“Oggi promuoviamo la cultura della legalità proponendo ai nostri studenti dei modelli di vita, ovvero dei testimoni della legalità, persone che con il proprio lavoro quotidiano, con il proprio impegno, sono simbolo della lotta al compromesso, alla ‘scorciatoia’, alla criminalità in tutte le sue forme. Esempi di vita che ci raccontano come non occorra essere ‘eroi’ per divenire protagonisti della correttezza morale, del rispetto delle regole, ma che tali principi devono essere parte fondamentale del nostro pensiero ogni giorno”
Così Alessandra Di Pietro, dirigente dell’Istituto Alberghiero di Pescara, ha aperto, nella mattinata del 17 ottobre, questo appuntamento del XXIII Premio borsellino per il 2018 dal titolo Il dovere della Memoria: il mio ricordo di Paolo Borsellino.
Ospiti dell’evento il Procuratore Luciano Costantini, Presidente della Sezione Penale del Tribunale di Siena, il Segretario dell’Ordine degli Avvocati di Siena Paolo Panzieri, il giornalista Antonio D’Amore, la Dirigente dell’Istituto Comprensivo Pescara 4 Daniela Morgione, con le classi terze della scuola media Michetti, e Leo Nodari promotore della Fondazione Paolo Borsellino.
Molto intenso, perché pieno di ricordi e tanta nostalgia e tristezza nel ricordo, l’intervento che il procuratore Luciano Costantini che ha fatto tenendo alta l’attenzione di tutti e soprattutto dei ragazzi presenti per oltre un’ora.
Ricordi che hanno emozionato la platea, ricordi di un collega, di un amico e soprattutto di una persona capace di dirigere senza prevaricare di essere sempre fedele a se stesso lavorando con l’onore della legalità.
Nei ricordi del procuratore anche i tristi momenti in cui Falcone fu ingiustamente accusato di “voler solo fare carriera” ledendo la sua giusta visione di una situazione politica che di fatto agevolava la forza e l’espansione della mafia.

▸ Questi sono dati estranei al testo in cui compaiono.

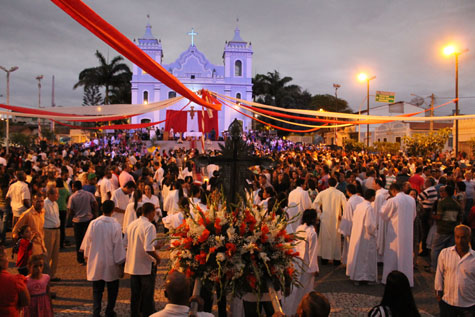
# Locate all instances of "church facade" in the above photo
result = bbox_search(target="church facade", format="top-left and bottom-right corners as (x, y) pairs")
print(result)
(131, 24), (253, 133)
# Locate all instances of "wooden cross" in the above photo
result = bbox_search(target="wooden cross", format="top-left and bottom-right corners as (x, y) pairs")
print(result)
(195, 119), (274, 206)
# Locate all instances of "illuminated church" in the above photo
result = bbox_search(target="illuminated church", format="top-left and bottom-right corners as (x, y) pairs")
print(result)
(131, 23), (253, 133)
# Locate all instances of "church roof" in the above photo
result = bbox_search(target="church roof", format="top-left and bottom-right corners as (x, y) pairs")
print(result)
(231, 27), (246, 43)
(143, 23), (156, 40)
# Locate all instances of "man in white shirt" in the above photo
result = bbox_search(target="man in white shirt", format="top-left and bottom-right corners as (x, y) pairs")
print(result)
(434, 225), (475, 317)
(43, 187), (61, 282)
(81, 200), (125, 317)
(338, 184), (364, 265)
(124, 203), (160, 316)
(150, 272), (214, 317)
(380, 183), (416, 287)
(111, 181), (135, 230)
(5, 171), (31, 226)
(97, 168), (113, 203)
(287, 178), (312, 232)
(313, 177), (346, 265)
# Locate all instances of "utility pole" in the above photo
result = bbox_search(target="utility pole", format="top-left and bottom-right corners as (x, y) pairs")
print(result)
(0, 66), (18, 154)
(429, 94), (435, 132)
(35, 75), (43, 139)
(333, 84), (341, 145)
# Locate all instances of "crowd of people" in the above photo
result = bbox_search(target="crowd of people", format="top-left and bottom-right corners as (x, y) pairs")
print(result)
(0, 132), (475, 316)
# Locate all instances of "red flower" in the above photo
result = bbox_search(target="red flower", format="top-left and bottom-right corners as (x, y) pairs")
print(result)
(185, 268), (195, 278)
(214, 218), (221, 234)
(285, 266), (295, 276)
(195, 251), (207, 265)
(198, 229), (209, 243)
(226, 243), (236, 256)
(239, 222), (246, 236)
(246, 274), (257, 288)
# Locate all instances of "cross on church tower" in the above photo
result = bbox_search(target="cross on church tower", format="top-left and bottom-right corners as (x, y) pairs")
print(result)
(188, 28), (198, 46)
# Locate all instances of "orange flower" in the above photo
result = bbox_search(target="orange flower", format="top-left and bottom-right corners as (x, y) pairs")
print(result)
(195, 251), (207, 265)
(226, 243), (236, 256)
(246, 274), (257, 288)
(198, 229), (209, 243)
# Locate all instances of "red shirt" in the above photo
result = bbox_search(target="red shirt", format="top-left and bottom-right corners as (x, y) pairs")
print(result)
(0, 270), (26, 317)
(16, 239), (33, 268)
(409, 174), (424, 193)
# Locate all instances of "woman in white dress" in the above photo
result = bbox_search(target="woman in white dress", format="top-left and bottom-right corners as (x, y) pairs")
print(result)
(122, 189), (143, 233)
(283, 209), (319, 316)
(142, 184), (162, 217)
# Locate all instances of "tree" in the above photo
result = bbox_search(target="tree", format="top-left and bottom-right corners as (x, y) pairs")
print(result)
(403, 128), (452, 156)
(73, 51), (132, 104)
(82, 86), (102, 106)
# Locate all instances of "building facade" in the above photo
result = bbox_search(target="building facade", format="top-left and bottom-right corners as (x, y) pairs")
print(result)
(131, 24), (253, 133)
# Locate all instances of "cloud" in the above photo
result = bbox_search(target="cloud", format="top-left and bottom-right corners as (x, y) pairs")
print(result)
(0, 0), (475, 114)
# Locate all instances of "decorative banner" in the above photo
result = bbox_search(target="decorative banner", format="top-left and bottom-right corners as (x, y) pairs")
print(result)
(51, 0), (221, 110)
(376, 90), (396, 103)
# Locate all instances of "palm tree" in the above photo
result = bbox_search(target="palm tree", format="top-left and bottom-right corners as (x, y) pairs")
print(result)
(73, 51), (132, 104)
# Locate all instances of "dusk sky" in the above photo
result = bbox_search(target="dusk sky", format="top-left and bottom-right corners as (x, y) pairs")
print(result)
(0, 0), (475, 115)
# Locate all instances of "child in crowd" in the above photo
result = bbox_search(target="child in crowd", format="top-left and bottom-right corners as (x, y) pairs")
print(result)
(23, 255), (53, 317)
(14, 225), (34, 276)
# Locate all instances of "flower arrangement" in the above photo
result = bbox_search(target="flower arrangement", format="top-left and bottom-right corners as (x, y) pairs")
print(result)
(170, 195), (302, 300)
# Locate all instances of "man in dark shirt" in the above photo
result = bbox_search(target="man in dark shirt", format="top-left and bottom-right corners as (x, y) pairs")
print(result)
(431, 186), (462, 272)
(68, 181), (98, 265)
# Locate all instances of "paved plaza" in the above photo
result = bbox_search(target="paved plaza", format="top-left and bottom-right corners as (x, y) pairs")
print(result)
(5, 228), (439, 317)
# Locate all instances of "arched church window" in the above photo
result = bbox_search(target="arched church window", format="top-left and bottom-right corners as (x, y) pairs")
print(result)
(234, 61), (242, 77)
(143, 90), (148, 104)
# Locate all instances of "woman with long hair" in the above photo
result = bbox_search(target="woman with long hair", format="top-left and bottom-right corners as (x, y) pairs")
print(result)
(368, 271), (420, 317)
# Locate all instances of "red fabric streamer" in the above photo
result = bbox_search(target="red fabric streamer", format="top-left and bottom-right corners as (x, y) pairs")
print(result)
(51, 0), (221, 110)
(198, 110), (219, 133)
(219, 98), (328, 133)
(165, 110), (188, 132)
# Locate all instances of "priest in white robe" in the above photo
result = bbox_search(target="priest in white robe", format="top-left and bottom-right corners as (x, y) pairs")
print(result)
(287, 178), (312, 232)
(282, 209), (319, 316)
(313, 177), (346, 263)
(338, 184), (364, 265)
(346, 189), (378, 283)
(80, 200), (126, 316)
(373, 179), (389, 262)
(380, 184), (416, 287)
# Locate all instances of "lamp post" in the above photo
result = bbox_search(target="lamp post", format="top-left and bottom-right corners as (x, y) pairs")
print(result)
(0, 66), (18, 154)
(443, 44), (468, 157)
(358, 73), (376, 147)
(35, 75), (43, 139)
(333, 84), (341, 145)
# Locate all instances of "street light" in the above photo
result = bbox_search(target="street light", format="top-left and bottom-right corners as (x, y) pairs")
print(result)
(358, 73), (376, 147)
(442, 44), (468, 157)
(35, 75), (43, 139)
(0, 66), (18, 154)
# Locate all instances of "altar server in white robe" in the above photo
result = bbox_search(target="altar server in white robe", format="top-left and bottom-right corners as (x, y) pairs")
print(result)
(313, 177), (346, 264)
(283, 209), (319, 316)
(80, 200), (126, 316)
(287, 178), (312, 232)
(122, 189), (143, 234)
(338, 184), (364, 265)
(373, 179), (389, 262)
(381, 184), (416, 287)
(346, 189), (378, 283)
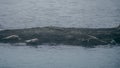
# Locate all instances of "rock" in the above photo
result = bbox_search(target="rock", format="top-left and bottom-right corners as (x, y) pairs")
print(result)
(3, 35), (21, 40)
(25, 38), (39, 44)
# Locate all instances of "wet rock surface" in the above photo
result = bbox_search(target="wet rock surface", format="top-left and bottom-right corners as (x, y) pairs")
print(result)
(0, 27), (120, 46)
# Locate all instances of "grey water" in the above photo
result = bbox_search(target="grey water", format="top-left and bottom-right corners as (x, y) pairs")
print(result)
(0, 0), (120, 29)
(0, 0), (120, 68)
(0, 44), (120, 68)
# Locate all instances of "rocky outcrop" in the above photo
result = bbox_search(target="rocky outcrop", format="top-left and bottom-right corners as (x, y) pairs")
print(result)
(0, 27), (120, 46)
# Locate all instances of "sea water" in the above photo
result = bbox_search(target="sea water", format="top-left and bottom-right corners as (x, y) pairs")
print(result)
(0, 44), (120, 68)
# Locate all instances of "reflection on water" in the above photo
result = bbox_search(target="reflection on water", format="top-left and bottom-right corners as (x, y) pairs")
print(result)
(0, 0), (120, 28)
(0, 44), (120, 68)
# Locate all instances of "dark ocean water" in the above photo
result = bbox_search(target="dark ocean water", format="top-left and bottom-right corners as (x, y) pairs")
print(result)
(0, 0), (120, 29)
(0, 44), (120, 68)
(0, 0), (120, 68)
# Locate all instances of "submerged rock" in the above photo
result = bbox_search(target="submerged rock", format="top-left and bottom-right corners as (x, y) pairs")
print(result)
(3, 35), (21, 41)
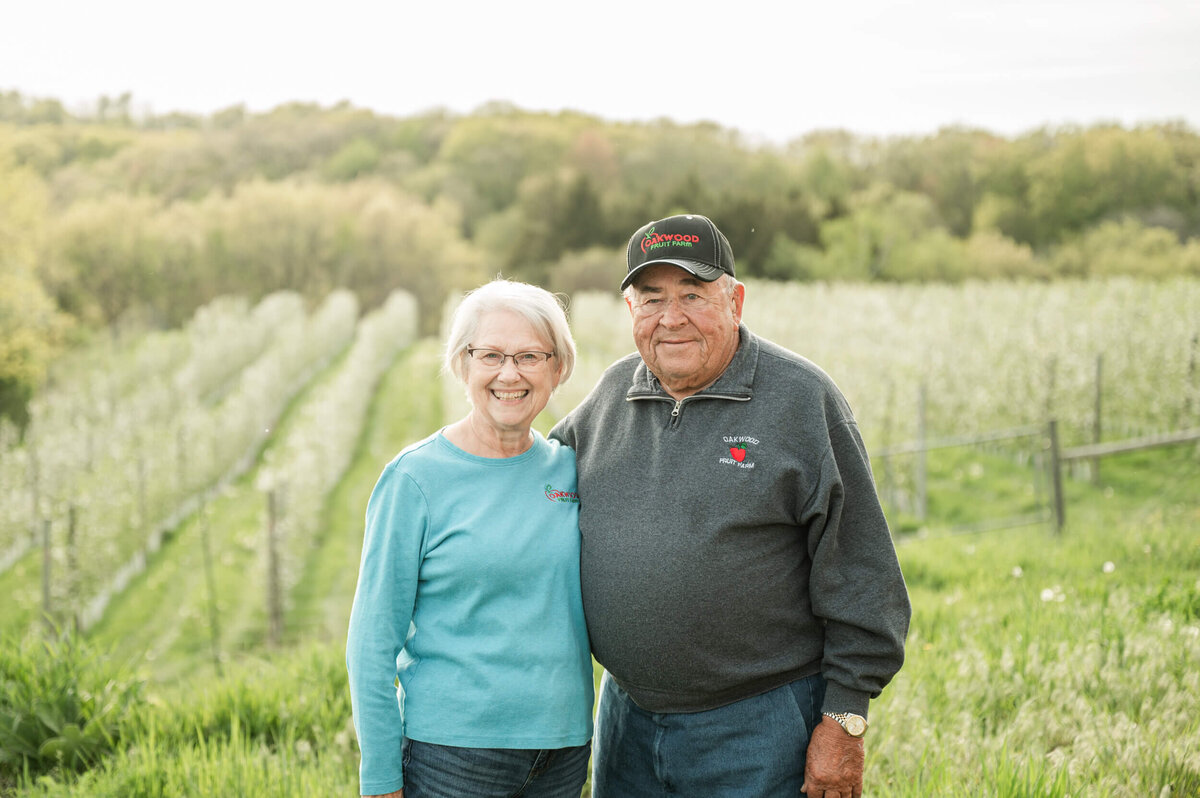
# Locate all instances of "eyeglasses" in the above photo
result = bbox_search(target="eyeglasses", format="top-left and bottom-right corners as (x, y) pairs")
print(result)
(467, 348), (554, 371)
(634, 292), (718, 318)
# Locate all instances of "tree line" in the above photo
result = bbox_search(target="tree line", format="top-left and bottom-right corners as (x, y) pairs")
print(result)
(0, 91), (1200, 422)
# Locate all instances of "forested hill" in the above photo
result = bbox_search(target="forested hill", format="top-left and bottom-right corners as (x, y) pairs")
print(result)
(0, 91), (1200, 420)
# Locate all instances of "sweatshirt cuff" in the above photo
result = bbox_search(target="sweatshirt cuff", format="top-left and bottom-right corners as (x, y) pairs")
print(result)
(821, 682), (871, 718)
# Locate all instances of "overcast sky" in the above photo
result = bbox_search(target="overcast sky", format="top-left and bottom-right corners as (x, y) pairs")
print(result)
(0, 0), (1200, 142)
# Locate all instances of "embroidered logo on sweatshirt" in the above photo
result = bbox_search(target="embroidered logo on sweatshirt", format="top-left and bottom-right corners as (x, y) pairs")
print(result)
(716, 436), (758, 468)
(546, 485), (580, 504)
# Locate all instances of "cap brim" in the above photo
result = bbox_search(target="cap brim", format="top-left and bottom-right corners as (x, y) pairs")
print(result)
(620, 258), (725, 290)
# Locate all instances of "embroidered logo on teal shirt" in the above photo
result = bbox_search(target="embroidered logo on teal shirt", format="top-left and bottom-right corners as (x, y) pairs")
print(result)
(546, 485), (580, 504)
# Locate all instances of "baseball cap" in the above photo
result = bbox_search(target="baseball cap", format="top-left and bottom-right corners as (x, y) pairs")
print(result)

Il procuratore Costantini ha ricordato di quando conobbe Borsellino nel lontano 1990 allorché accettò l’incarico di sostituto procuratore di Marsala, a solo 28 anni, e dell’ultima volta che lo vide il 4 luglio del 1992 prima che si recasse a Palermo dopo la morte di Falcone.
In quei periodi lo Stato era contro lo Stato stesso e dopo la morte di Falcone trattò con la mafia con grande disappunto dello stesso Borsellino che forse proprio per questo fu ucciso.
“Non chiamiamoli eroi, ha detto Costantini, sono persone normali come tutti noi con un grande senso dello Stato e del dovere. Grande rigore morale, aveva Borsellino, e si indispettiva quando le cose non andavano come dovevamo. Paolo era invincibile perché non è stato ucciso nella memoria”
Infatti, tutti lo ricordano sia per chi ha vissuto quei tristi periodi sia chi non c’era ma, come i ragazzi presenti, ma che vengono costantemente informati durante le manifestazioni del Premio Borsellino che è arrivato alla XXIII edizione. Informare in questo modo, con le testimonianze di chi c’era e che ancora oggi continua la lotta per la legalità e contro l’omertà, che è negare tutto anche l’evidenza, dà ai giovani la chiarezza di un passato e una buona prospettiva per il futuro.
Il giornalista Antonio D’Amore ad apertura dei lavori, invitato dalla Preside ad esprimere un proprio pensiero ha dichiarato “La mafia non c’è solo in Sicilia, la mafia è un modo di pensare e di agire, è quella cosa che fa vincere il concorso non a chi è più bravo, ma a chi è più raccomandato. La mafia è quella che fa arrivare le minacce al giornalista che osa criticare, che ti incendia il portone di casa, la mafia è il costringerti a pensare che se fai ciò che fanno tutti è meglio, e invece è a quella mafia che dobbiamo dire no".
E nella sua breve, ma incisiva, presentazione l’avvocato Panzieri ha aggiunto una dichiarazione a dir poco inusuale rispetto a quelle che solitamente fanno gli avvocati che tutelano ogni cliente a prescindere dalla qualità morale dello stesso:
“Nel mio lavoro di avvocato se non ci fosse un presupposto di legalità nulla avrebbe senso, il mio lavoro dev’essere quello di difendere i diritti dei cittadini”.
A conclusione dell’intensa mattinata i ragazzi che hanno frequentato il laboratorio della legalità hanno posto delle domande ai relatori soprattutto su quale sarebbe stato il ruolo di Borsellino oggi. Il Procuratore, ha detto che pur non avendo la sfera di cristallo, sicuramente Borsellino avrebbe continuato la sua missione sempre con l’obiettivo del bene Comune che significa legalità onestà e amore per lo Stato.